(UI) How to Run Benchmark Tests
In this tutorial, you will learn how to run a benchmark in Moonshot. Benchmarks are a set of "exam questions" that can help to evaluate and assess the capabilities and safety of the AI system.
Note
Moonshot offers a wide range of benchmarks, including widely recognized ones like Google's BigBench and HuggingFace's leaderboards, as well as more domain/task-specific tests like Tamil Language and Medical LLM benchmarks.
This tutorial will provide a step-by-step guide on how to run these benchmark tests, enabling you to measure your LLM application's performance in the categories of Capability, Quality, and Trust & Safety.
Let's get started on running your first benchmark test.
In the homepage, click on "Evaluate against standard tests". Alternatively, you can click on "Get Started".
A set of recommended baseline cookbooks has been pre-selected. Select or deselect any cookbook that you wish to run. Once you've made your selection, click the down arrow button to proceed to the next step.
The total number of prompts in the cookbooks selected is displayed. Later on, you can specify the number of prompts per dataset that will be executed. Click on "these cookbooks" to view all the available cookbooks.
This page shows a list of cookbooks that are sorted by their category. To select a cookbook, click on the corresponding checkbox. For more information about a cookbook, click on "About". Once you've finished, click "OK".
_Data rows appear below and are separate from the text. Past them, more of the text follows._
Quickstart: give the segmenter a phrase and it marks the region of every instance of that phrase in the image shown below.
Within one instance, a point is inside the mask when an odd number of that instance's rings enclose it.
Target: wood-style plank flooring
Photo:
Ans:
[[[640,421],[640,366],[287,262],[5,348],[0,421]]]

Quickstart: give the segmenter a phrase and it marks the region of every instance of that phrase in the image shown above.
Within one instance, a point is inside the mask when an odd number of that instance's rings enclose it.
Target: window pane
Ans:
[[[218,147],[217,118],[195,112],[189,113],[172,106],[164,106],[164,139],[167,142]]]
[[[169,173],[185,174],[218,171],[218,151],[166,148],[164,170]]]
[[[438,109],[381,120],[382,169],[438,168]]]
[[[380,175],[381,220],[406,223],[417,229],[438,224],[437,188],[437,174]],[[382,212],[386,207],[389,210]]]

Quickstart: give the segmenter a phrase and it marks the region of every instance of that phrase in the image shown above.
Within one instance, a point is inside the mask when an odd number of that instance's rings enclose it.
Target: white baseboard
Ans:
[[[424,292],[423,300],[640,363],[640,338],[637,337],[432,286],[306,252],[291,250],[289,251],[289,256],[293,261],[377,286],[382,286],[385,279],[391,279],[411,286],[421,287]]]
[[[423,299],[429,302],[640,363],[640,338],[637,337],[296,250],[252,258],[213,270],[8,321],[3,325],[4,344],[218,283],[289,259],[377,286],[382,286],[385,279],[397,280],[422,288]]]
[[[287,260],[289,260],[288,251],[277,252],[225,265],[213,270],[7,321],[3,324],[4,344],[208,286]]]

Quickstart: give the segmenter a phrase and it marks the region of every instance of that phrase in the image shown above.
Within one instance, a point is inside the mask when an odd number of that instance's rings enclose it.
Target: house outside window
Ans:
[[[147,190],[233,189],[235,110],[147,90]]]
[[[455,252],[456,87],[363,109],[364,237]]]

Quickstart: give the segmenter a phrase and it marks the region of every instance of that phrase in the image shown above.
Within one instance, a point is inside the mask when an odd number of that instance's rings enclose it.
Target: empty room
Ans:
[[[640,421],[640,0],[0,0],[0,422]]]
You will be redirected back to the page showing the total number of prompts. To proceed to the next step, click the down arrow button.
Here, you are required to select an endpoint for testing. If needed, you can create a new endpoint or edit an existing one on this page. After selecting an endpoint, click on the down arrow button to proceed to the next step.
Warning
Important information before running your benchmark:
Before proceeding, please ensure that you have your together-llama-guard-7b-assistant endpoint endpoint token set up. This is necessary to run one of our baseline cookbooks, MLCommon's AI Safety Benchmark.
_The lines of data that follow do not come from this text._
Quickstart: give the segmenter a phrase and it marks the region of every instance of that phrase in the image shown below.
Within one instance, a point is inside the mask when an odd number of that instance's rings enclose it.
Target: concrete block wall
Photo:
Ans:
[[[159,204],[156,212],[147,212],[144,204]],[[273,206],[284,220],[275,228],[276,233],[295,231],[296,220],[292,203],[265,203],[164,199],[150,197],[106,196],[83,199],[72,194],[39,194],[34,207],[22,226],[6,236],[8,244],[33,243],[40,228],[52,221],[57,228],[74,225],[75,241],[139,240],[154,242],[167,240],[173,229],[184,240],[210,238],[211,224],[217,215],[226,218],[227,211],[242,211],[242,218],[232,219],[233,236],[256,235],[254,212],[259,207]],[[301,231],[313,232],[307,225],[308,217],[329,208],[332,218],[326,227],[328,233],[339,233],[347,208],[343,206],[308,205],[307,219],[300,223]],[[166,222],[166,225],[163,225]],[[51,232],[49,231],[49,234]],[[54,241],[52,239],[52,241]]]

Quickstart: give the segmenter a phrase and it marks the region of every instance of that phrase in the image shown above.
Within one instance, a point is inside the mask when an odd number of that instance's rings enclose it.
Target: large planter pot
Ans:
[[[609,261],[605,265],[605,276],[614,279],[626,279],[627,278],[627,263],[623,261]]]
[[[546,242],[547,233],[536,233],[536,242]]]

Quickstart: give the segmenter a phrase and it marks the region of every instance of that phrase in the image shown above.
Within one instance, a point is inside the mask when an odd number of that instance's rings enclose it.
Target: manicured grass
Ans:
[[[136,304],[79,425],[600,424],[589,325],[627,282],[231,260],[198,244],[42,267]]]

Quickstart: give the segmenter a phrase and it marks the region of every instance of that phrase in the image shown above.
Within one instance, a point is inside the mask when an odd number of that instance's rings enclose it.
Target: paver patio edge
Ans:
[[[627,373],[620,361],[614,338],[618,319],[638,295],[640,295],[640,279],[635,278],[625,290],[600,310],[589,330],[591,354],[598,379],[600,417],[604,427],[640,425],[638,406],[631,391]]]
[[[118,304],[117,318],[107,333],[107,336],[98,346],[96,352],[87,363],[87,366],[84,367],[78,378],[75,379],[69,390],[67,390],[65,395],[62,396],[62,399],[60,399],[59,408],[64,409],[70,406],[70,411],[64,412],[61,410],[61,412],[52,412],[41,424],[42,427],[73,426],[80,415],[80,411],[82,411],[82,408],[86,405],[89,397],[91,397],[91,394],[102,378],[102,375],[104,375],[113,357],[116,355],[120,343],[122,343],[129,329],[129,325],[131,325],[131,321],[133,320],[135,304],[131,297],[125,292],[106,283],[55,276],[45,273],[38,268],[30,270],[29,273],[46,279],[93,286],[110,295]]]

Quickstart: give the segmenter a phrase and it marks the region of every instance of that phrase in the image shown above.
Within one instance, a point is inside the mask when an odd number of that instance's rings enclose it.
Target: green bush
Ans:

Refer to this list for the requirements.
On this page, you need to fill out the form. Note that the benchmark run names should be unique. We use benchmark names to uniquely identify benchmark runs. If you wish to test a smaller dataset, replace the value in the "Run a smaller set" field. By default, the value is 0, which means the entire cookbook will be run. By entering a value, you can specify the number of prompts to be tested from each dataset, as specified in the recipe. Once you've completed the form, click on "Run" to start the test.
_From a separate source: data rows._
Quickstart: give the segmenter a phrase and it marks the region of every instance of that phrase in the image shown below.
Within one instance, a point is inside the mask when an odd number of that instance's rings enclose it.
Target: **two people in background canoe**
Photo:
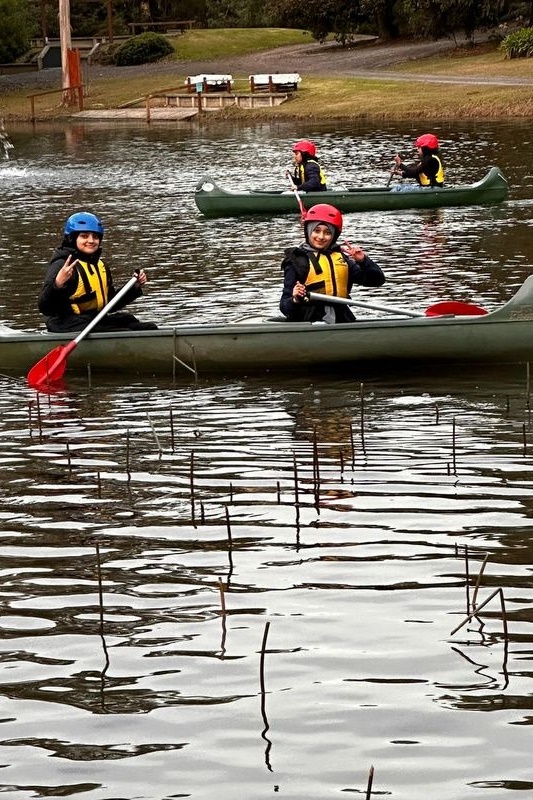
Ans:
[[[440,154],[439,140],[433,133],[424,133],[415,142],[418,151],[418,161],[414,164],[404,164],[400,154],[394,156],[396,166],[393,173],[402,178],[415,178],[417,185],[409,189],[418,189],[430,186],[432,188],[444,186],[444,166]],[[395,187],[397,190],[400,187]],[[406,187],[401,187],[405,191]]]
[[[292,181],[299,192],[326,192],[326,176],[316,157],[316,147],[309,139],[301,139],[292,146],[294,172]]]
[[[72,214],[63,230],[63,241],[48,264],[39,311],[54,333],[81,331],[116,294],[109,268],[102,261],[104,226],[94,214]],[[139,270],[137,282],[116,307],[123,308],[143,293],[147,281]],[[118,311],[106,315],[95,331],[154,330],[154,322],[140,322],[133,314]]]
[[[353,322],[346,305],[309,302],[307,293],[348,298],[354,284],[382,286],[385,275],[358,245],[337,244],[342,214],[334,206],[319,203],[304,219],[305,242],[285,251],[280,310],[291,322]]]

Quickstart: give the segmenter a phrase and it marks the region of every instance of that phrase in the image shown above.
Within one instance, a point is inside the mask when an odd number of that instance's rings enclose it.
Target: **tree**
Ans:
[[[397,5],[397,0],[361,0],[361,12],[383,41],[398,36]]]
[[[323,42],[329,33],[345,41],[364,20],[358,0],[271,0],[274,24],[305,28]]]
[[[408,30],[422,38],[463,31],[472,39],[477,28],[497,25],[505,0],[400,0],[399,12]]]
[[[0,63],[15,61],[30,48],[37,26],[27,0],[0,0]]]

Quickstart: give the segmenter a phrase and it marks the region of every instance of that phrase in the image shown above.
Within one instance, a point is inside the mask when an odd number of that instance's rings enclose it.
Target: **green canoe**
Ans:
[[[372,292],[375,298],[377,292]],[[357,301],[354,301],[357,303]],[[364,303],[358,303],[365,305]],[[458,305],[458,304],[455,304]],[[337,325],[278,321],[184,324],[156,331],[92,333],[69,355],[70,372],[172,377],[250,375],[339,366],[415,363],[517,364],[533,361],[533,275],[500,308],[483,316],[428,317],[390,306],[371,318]],[[368,314],[368,310],[366,311]],[[0,328],[0,373],[26,375],[65,335]],[[349,374],[349,373],[346,373]]]
[[[397,211],[402,208],[442,208],[501,203],[509,187],[498,167],[491,167],[477,183],[446,186],[444,189],[395,191],[394,186],[357,187],[301,195],[306,208],[331,203],[343,213],[350,211]],[[294,214],[298,205],[287,190],[234,192],[222,189],[206,176],[196,186],[194,201],[206,217],[235,217],[243,214]]]

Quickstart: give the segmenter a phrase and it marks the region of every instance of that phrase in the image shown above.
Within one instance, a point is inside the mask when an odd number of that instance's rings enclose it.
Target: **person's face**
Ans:
[[[80,253],[86,253],[90,256],[100,247],[100,237],[92,231],[78,233],[76,247]]]
[[[303,160],[302,159],[302,154],[300,153],[300,151],[299,150],[295,150],[294,151],[294,163],[295,164],[301,164],[302,160]]]
[[[309,234],[309,244],[316,250],[325,250],[333,241],[333,234],[327,225],[319,223]]]

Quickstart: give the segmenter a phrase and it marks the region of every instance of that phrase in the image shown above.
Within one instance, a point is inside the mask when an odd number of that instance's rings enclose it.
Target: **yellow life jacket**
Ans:
[[[107,271],[102,260],[98,264],[78,261],[76,264],[78,284],[70,295],[70,305],[75,314],[101,311],[107,303],[109,287]]]
[[[309,272],[305,285],[309,292],[348,297],[349,267],[342,253],[315,251],[309,254]]]
[[[442,161],[438,156],[433,154],[433,158],[436,158],[439,162],[439,168],[437,170],[437,174],[435,175],[435,181],[439,186],[442,186],[444,183],[444,167],[442,166]],[[431,181],[424,172],[421,172],[418,178],[421,186],[431,186]]]
[[[309,164],[311,162],[313,164],[316,164],[318,169],[320,170],[320,184],[321,184],[321,186],[326,186],[327,180],[326,180],[325,174],[322,171],[322,167],[320,166],[320,164],[318,163],[316,158],[308,158],[307,161],[306,161],[306,164]],[[299,176],[300,176],[300,183],[303,183],[305,181],[305,164],[302,162],[301,164],[298,165],[297,169],[298,169],[298,173],[299,173]]]

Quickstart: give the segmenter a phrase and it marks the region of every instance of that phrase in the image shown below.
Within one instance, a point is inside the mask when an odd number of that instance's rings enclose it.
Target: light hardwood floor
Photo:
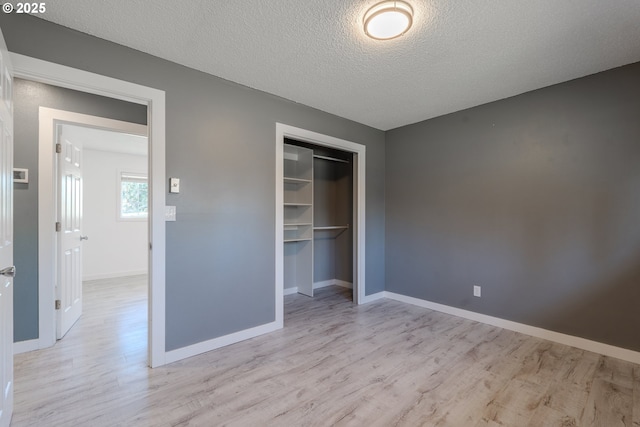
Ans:
[[[149,369],[145,283],[86,282],[68,335],[16,356],[13,426],[640,426],[639,365],[338,287]]]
The benchmark test is now running. You can click on "See Details" to view the endpoints and cookbooks that are currently running. If you wish to exit an ongoing run, click on "Cancel".
You can safely close the window while the benchmark is running; it will continue to operate in the background. To check the status of your run, click on the bell icon. If you wish to view more details about the run, simply click on the run itself.
After the benchmark test has finished, you can access the results by clicking on "View Report".